Why traditional risk benefits fall short
Provident funds and group risk schemes are simply not designed for every income level. Many schemes require mandatory employee contributions, and even modest percentage-based contributions can be unaffordable for workers at the bottom end of the income spectrum. In addition to this, eligibility criteria, minimum premium requirements, and employer-specific contribution structures mean that many lower-income employees simply do not qualify or cannot realistically participate in these benefits.
In addition, the risk benefits associated with provident funds, including life cover, dread disease and disability, claims are only instituted after something goes wrong. They over no form of preventative care to assist employees to stay healthy and productive at work.

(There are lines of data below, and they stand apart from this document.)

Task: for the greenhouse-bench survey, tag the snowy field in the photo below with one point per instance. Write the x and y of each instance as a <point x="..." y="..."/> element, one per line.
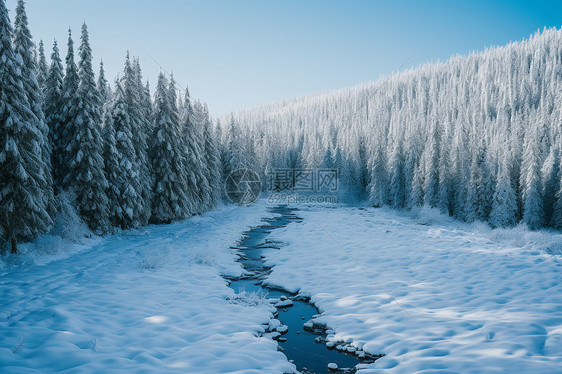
<point x="432" y="294"/>
<point x="148" y="301"/>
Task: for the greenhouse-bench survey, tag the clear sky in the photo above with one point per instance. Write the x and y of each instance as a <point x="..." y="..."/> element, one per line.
<point x="242" y="53"/>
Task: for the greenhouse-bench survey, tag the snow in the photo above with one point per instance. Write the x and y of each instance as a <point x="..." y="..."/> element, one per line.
<point x="428" y="292"/>
<point x="150" y="300"/>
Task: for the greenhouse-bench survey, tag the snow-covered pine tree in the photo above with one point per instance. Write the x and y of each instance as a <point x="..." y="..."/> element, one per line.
<point x="104" y="90"/>
<point x="192" y="120"/>
<point x="25" y="48"/>
<point x="53" y="108"/>
<point x="168" y="194"/>
<point x="378" y="186"/>
<point x="68" y="115"/>
<point x="84" y="144"/>
<point x="396" y="190"/>
<point x="531" y="187"/>
<point x="42" y="67"/>
<point x="212" y="160"/>
<point x="112" y="170"/>
<point x="138" y="108"/>
<point x="431" y="163"/>
<point x="504" y="201"/>
<point x="128" y="182"/>
<point x="23" y="212"/>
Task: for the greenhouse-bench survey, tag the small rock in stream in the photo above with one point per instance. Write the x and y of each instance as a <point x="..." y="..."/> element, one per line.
<point x="284" y="303"/>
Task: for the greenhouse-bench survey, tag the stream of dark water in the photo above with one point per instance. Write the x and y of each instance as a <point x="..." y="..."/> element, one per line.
<point x="302" y="340"/>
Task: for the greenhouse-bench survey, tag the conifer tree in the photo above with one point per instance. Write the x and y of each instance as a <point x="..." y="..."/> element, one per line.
<point x="23" y="212"/>
<point x="128" y="181"/>
<point x="53" y="107"/>
<point x="24" y="48"/>
<point x="42" y="67"/>
<point x="531" y="189"/>
<point x="84" y="144"/>
<point x="112" y="171"/>
<point x="212" y="160"/>
<point x="504" y="201"/>
<point x="192" y="120"/>
<point x="168" y="195"/>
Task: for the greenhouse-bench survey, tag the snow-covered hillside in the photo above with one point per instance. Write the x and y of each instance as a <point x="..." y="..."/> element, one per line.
<point x="477" y="136"/>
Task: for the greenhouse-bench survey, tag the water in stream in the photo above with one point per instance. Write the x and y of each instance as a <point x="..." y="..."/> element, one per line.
<point x="304" y="345"/>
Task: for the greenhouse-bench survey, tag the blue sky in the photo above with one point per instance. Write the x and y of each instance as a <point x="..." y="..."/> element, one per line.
<point x="242" y="53"/>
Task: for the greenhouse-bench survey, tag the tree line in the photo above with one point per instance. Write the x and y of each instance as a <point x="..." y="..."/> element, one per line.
<point x="478" y="136"/>
<point x="126" y="159"/>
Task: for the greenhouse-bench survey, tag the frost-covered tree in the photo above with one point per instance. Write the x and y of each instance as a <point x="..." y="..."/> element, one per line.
<point x="23" y="171"/>
<point x="531" y="189"/>
<point x="128" y="182"/>
<point x="42" y="67"/>
<point x="192" y="119"/>
<point x="112" y="171"/>
<point x="24" y="48"/>
<point x="455" y="122"/>
<point x="84" y="144"/>
<point x="212" y="161"/>
<point x="53" y="108"/>
<point x="138" y="110"/>
<point x="169" y="198"/>
<point x="104" y="90"/>
<point x="504" y="201"/>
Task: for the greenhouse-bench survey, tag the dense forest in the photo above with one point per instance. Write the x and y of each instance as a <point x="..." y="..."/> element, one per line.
<point x="120" y="158"/>
<point x="478" y="137"/>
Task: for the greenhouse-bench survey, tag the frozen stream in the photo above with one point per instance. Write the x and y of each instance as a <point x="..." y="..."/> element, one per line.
<point x="302" y="340"/>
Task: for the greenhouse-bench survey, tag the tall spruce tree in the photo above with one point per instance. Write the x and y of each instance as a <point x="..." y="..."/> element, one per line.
<point x="504" y="201"/>
<point x="25" y="48"/>
<point x="212" y="161"/>
<point x="42" y="67"/>
<point x="53" y="108"/>
<point x="165" y="156"/>
<point x="197" y="184"/>
<point x="133" y="94"/>
<point x="128" y="182"/>
<point x="23" y="171"/>
<point x="84" y="145"/>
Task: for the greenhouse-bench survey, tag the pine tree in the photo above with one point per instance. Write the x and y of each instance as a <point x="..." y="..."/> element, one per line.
<point x="112" y="171"/>
<point x="23" y="212"/>
<point x="378" y="185"/>
<point x="531" y="189"/>
<point x="53" y="108"/>
<point x="138" y="109"/>
<point x="192" y="120"/>
<point x="25" y="48"/>
<point x="68" y="116"/>
<point x="212" y="160"/>
<point x="128" y="182"/>
<point x="84" y="144"/>
<point x="504" y="201"/>
<point x="42" y="67"/>
<point x="103" y="88"/>
<point x="168" y="195"/>
<point x="396" y="196"/>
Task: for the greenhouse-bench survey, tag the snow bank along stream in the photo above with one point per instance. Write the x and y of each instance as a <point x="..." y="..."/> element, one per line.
<point x="300" y="336"/>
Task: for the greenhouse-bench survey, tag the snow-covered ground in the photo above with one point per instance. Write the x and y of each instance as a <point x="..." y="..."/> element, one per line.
<point x="432" y="294"/>
<point x="148" y="301"/>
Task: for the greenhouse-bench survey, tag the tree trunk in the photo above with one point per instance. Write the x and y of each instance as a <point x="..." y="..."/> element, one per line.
<point x="14" y="245"/>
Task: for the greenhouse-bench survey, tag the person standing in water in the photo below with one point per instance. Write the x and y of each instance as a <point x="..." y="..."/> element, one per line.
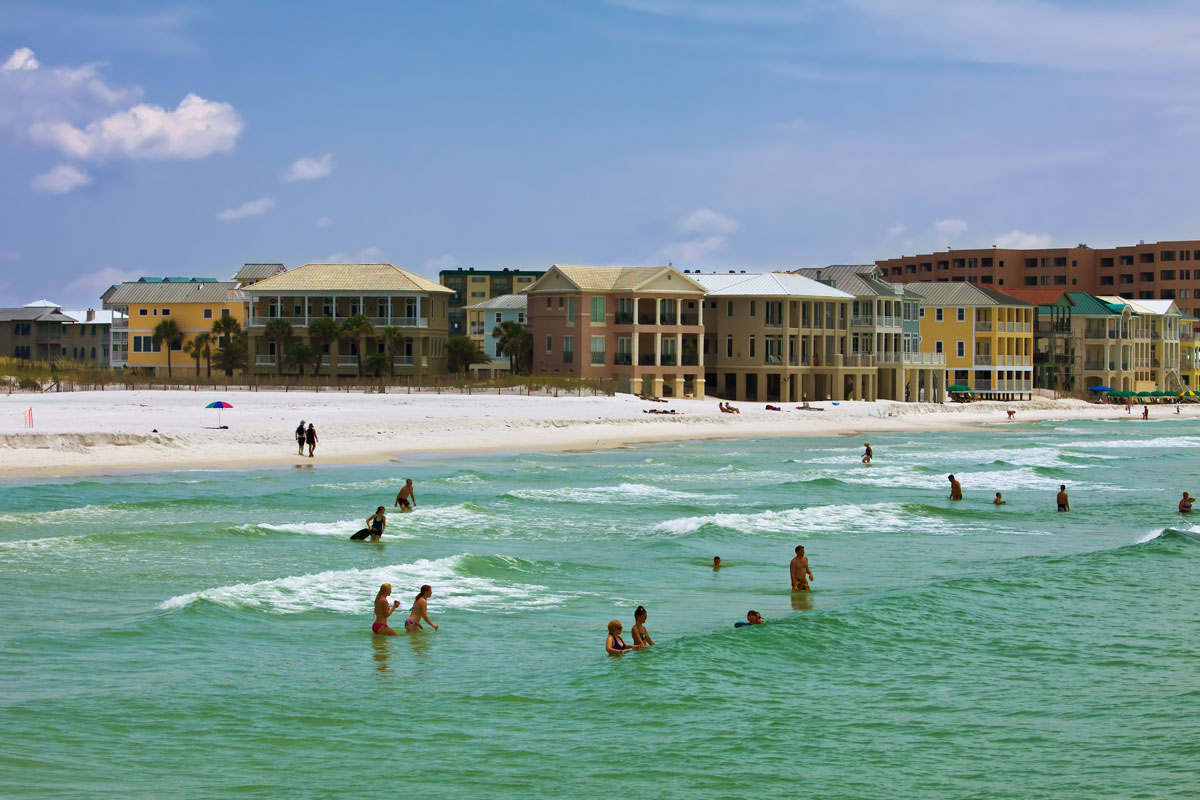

Health insurance, on the other hand, plays a preventative role by covering day-to-day medical expenses at private healthcare facilities. It enables workers to manage chronic conditions like high blood pressure or diabetes before they escalate into hospital admissions or critical illness. Health insurance generally covers GP visits, acute medication, and hospitalisation for listed conditions. This in turn helps prevent the very events that traditional risk benefits are meant to respond to.
Rethinking employee benefits
Employees who do not qualify for formal risk cover often also face a lack of preventative care. This makes them more vulnerable to illness or injury, while at the same time less likely to get the treatment they need to recover and return to work. Employers can help address this challenge by offering affordable health insurance plans that are accessible to lower-income staff. Even entry-level products can provide day-to-day healthcare access and limited hospital cover.
Employee benefits need to evolve to become more affordable, inclusive, and preventative. For workers who do not earn enough to participate in policies such as provident funds and medical aid schemes, health insurance can provide critical access to care. For employers, it is a tangible way to support employee well-being and wellness, while reducing absenteeism, which is a mutually beneficial result.